I understand the first line: JLS15.12 says method resolution happens in phases, and phases 1 and 2 ignore varargs methods to find out if there's a compatible method, with phase 3 (include varargs) happening only if phases 1 and 2 fail. (See the JLS and this SO question.) So compute(String s, Object... objects) always gets ignored if compute(Object obj1, Object obj2) applies.

But I don't understand why 43 is printed for the other two lines.
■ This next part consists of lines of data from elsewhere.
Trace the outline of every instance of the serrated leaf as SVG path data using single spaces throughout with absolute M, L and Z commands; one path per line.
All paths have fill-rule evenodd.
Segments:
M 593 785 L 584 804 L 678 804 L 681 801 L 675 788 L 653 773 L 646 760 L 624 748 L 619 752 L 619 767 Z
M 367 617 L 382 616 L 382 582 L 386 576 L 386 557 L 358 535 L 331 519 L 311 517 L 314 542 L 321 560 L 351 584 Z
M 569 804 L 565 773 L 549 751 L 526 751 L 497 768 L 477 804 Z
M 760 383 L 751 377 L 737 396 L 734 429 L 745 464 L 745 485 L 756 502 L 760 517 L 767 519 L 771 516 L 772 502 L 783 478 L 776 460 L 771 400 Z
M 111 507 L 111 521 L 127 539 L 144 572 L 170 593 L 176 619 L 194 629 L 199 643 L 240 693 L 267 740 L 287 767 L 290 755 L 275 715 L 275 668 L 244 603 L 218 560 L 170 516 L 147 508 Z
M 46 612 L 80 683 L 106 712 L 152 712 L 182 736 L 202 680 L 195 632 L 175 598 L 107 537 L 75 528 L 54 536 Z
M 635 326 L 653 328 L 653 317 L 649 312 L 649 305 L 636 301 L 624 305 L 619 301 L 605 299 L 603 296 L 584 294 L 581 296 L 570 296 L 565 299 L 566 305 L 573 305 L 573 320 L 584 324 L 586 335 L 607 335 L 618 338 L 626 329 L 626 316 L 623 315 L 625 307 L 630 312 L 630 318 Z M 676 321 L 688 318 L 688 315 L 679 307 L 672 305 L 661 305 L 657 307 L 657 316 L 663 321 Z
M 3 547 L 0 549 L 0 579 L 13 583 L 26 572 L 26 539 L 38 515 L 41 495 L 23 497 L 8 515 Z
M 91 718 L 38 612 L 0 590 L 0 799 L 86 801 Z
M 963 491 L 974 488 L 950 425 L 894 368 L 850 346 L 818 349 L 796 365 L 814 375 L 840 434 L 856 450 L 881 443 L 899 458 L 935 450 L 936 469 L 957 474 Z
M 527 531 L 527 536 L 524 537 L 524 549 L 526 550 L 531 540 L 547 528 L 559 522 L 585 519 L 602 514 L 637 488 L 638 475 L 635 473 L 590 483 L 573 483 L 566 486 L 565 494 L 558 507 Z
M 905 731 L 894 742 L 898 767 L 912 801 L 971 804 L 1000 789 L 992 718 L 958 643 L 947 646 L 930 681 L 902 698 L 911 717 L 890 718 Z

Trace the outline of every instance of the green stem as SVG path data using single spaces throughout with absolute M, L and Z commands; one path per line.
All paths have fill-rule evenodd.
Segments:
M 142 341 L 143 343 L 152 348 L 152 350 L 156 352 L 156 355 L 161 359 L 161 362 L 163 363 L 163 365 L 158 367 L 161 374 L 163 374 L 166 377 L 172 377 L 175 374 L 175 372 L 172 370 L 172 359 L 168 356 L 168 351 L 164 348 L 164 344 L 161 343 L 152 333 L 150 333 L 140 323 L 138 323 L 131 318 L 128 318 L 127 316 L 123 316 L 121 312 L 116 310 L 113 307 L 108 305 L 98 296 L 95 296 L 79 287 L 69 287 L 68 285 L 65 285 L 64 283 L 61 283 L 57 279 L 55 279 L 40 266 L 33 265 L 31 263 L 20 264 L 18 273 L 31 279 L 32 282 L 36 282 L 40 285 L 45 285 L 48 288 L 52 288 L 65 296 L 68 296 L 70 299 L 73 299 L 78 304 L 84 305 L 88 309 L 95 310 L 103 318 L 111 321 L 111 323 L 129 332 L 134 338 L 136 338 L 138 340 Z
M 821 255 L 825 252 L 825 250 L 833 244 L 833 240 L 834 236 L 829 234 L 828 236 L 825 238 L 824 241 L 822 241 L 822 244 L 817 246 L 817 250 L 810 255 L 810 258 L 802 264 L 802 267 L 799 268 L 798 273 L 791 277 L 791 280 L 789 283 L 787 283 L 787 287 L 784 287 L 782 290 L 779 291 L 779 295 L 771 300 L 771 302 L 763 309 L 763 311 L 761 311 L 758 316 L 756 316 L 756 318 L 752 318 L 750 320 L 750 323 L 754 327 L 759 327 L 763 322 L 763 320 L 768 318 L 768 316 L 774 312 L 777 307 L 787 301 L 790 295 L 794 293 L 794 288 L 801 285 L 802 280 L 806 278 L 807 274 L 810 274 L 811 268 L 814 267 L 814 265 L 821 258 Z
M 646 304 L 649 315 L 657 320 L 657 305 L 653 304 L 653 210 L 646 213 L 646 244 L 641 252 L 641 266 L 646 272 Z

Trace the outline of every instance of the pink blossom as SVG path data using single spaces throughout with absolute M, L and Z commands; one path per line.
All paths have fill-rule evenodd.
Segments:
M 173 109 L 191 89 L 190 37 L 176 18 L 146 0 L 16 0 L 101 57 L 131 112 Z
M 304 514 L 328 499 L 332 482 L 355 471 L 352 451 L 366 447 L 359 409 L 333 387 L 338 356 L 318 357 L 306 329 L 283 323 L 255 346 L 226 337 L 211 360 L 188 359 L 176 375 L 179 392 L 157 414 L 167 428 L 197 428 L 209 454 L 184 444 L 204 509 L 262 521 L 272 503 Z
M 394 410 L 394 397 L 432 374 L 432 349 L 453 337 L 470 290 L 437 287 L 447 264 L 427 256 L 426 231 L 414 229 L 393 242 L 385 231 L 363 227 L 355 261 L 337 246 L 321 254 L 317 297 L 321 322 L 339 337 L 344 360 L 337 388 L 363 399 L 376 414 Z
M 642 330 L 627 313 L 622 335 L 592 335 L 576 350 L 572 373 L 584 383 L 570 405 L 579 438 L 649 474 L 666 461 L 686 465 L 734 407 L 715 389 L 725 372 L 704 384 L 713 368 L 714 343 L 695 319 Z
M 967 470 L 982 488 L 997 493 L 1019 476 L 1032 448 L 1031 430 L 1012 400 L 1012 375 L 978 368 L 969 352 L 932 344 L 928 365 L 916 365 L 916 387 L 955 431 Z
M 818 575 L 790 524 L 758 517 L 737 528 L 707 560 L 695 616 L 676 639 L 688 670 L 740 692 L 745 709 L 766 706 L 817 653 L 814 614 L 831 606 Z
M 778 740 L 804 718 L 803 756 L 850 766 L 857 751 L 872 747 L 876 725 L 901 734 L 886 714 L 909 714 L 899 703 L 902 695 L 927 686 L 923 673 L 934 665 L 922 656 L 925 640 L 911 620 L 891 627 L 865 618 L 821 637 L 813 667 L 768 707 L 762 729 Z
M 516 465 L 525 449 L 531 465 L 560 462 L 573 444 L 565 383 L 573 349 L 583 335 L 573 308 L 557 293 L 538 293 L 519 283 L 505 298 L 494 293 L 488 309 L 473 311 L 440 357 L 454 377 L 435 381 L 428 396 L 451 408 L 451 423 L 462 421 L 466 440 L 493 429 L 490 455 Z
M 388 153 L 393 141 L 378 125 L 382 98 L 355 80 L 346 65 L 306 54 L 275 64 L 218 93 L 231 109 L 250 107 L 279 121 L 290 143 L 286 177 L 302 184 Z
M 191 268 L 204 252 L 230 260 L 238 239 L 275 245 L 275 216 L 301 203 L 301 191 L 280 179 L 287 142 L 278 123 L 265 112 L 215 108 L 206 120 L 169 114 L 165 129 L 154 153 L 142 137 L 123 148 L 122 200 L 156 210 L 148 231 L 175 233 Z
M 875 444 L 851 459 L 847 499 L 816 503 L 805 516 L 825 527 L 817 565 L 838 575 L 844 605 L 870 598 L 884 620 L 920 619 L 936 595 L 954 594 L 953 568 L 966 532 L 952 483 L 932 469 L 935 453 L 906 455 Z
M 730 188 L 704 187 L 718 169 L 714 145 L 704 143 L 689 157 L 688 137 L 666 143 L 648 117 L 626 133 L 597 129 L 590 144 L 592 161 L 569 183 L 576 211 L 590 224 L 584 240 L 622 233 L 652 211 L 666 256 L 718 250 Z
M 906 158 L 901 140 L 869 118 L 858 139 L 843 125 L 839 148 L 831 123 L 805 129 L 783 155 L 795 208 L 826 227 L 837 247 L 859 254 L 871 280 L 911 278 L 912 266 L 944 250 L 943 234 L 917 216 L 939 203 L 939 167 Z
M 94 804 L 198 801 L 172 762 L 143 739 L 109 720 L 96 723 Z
An Object[] is also an instance of an Object, so why does it match the varargs method?


edit:

...and this

Object arg2 = new Object[]{mrt2};
System.out.println(mrt2.compute("hi", arg2));   

prints 42.


Solution

  • In section 8.4.1:

    If the last formal parameter is a variable arity parameter of type T, it is considered to define a formal parameter of type T[].

    Since you're explicitly providing an array, this allows the second two calls to match the variable arity method in the first phase, without consideration of variable arity.